Yesterday the Icelandic voters went to the polls to decide who would be the country’s president for the next four years and, as expected, the incumbent President, Ólafur Ragnar Grímsson, was elected for a fifth term. The President won more than 50 % of the votes, while his main challenger, 37-year-old TV journalist Thora Arnórsdóttir, won some 33 % of the votes cast.
69-year-old Ólafur Ragnar Grímsson, who is a political scientist by profession, has been President of Iceland since 1996. He initially announced in his new year’s speech that he would not stand for re-election, but a petition signed by 30,000 voters caused him to change his mind.
At the start of the campaign he trailed in the polls behind the politically inexperienced Thora Arnórsdóttir, but his campaign gained momentum while she was on maternity leave and in recent months polls had predicted the eventual outcome quite accurately.

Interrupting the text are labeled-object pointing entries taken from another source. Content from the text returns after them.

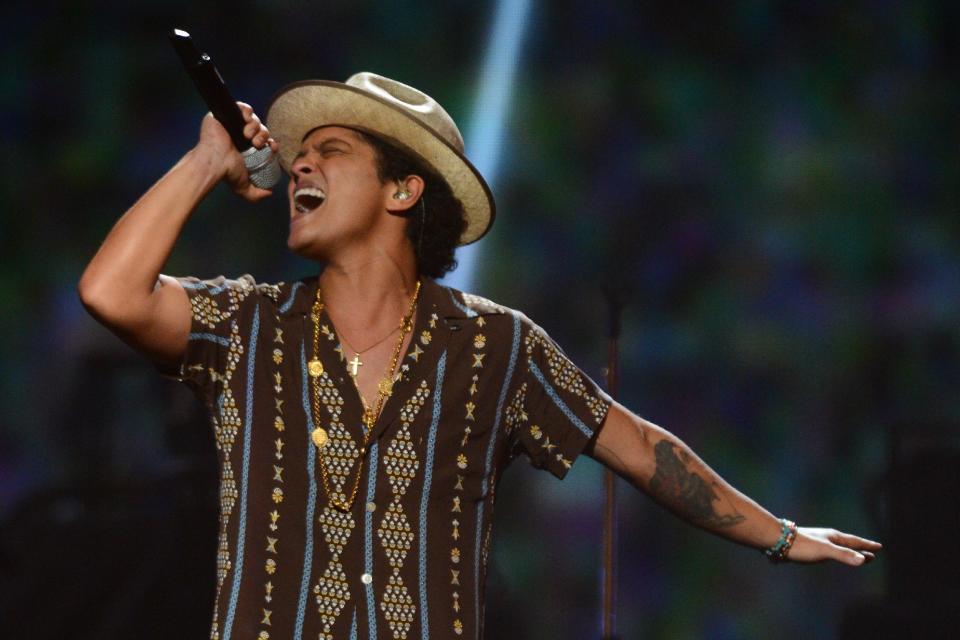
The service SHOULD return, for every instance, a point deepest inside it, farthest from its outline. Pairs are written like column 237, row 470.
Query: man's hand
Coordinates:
column 216, row 147
column 659, row 464
column 814, row 544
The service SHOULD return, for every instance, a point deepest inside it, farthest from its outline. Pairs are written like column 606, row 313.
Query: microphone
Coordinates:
column 262, row 165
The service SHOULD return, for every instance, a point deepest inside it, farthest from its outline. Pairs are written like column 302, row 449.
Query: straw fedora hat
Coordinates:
column 394, row 111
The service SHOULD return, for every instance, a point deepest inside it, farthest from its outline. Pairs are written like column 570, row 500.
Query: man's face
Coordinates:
column 336, row 197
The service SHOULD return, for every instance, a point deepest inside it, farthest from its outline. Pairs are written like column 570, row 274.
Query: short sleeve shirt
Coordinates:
column 479, row 385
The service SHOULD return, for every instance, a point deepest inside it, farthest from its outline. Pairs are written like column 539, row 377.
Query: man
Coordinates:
column 364, row 417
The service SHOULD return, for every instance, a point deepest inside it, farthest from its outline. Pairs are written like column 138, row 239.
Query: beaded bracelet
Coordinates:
column 788, row 533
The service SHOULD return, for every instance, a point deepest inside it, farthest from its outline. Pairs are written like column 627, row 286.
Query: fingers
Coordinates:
column 254, row 130
column 848, row 556
column 852, row 541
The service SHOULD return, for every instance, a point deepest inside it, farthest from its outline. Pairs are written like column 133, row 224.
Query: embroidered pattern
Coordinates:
column 565, row 375
column 276, row 491
column 226, row 420
column 332, row 589
column 396, row 536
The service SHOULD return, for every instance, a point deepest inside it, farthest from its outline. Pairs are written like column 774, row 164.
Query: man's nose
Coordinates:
column 301, row 167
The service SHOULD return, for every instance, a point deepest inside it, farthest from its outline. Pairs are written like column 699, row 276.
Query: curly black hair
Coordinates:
column 437, row 221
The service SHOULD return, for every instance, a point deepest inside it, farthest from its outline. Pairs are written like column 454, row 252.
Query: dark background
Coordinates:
column 775, row 184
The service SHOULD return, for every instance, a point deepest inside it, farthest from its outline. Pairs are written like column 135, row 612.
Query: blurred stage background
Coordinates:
column 775, row 183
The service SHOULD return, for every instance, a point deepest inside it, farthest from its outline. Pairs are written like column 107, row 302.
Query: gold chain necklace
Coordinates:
column 384, row 389
column 356, row 363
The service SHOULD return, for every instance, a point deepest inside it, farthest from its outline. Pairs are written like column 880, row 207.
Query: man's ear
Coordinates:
column 404, row 194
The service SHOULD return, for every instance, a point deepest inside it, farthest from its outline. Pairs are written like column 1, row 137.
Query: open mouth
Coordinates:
column 307, row 199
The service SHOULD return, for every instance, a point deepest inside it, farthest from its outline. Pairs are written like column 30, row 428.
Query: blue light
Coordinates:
column 485, row 133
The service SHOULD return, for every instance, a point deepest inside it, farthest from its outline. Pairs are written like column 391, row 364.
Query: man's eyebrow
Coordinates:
column 322, row 143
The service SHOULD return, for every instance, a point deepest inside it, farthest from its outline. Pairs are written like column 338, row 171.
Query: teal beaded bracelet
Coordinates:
column 788, row 533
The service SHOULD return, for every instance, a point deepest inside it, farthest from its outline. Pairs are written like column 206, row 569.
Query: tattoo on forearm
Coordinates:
column 685, row 491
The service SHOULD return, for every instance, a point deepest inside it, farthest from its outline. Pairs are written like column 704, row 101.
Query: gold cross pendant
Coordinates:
column 355, row 364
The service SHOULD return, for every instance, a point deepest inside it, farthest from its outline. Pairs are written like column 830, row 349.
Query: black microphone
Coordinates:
column 262, row 164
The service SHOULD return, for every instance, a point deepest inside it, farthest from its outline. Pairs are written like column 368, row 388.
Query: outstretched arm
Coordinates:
column 122, row 286
column 662, row 466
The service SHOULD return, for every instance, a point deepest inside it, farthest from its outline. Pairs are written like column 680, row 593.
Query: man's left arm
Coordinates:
column 662, row 466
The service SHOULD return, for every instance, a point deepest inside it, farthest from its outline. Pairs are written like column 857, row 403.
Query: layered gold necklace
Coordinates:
column 319, row 435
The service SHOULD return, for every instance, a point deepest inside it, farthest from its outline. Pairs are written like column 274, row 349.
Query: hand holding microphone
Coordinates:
column 244, row 128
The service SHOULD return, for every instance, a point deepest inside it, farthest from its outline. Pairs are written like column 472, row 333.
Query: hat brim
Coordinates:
column 301, row 107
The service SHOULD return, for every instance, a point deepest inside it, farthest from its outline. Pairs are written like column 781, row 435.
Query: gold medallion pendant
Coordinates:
column 319, row 437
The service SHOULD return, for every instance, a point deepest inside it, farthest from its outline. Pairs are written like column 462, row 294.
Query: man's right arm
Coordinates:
column 122, row 286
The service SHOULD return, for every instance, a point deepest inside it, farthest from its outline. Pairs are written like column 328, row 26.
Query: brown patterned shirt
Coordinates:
column 479, row 385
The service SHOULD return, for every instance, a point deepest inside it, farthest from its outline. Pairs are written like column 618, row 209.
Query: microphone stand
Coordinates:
column 608, row 593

This means that Ólafur Ragnar Grímsson becomes the first Icelandic President to serve more than four terms in office. The role of President of Iceland is largely ceremonial, but Ólafur Ragnar Grímsson has been more politically active than his predecessors and has twice used his right to veto legislation, a right no earlier president had used. During the severe financial crisis which has hit Iceland in recent years, the President has thus distanced himself somewhat from the government. The main political difference between him and Thora Arnórsdóttir was her declared intention to return the presidency to its more passive, non-political role.
Ólafur Ragnar Grímsson was first elected President, with 41.4 % of the votes, in 1996 in succession to the universally beloved Vigdís Finnbogadóttir. He was re-elected unopposed in 2000, with 67.5 % of the votes in 2004 and again unchallenged in 2008.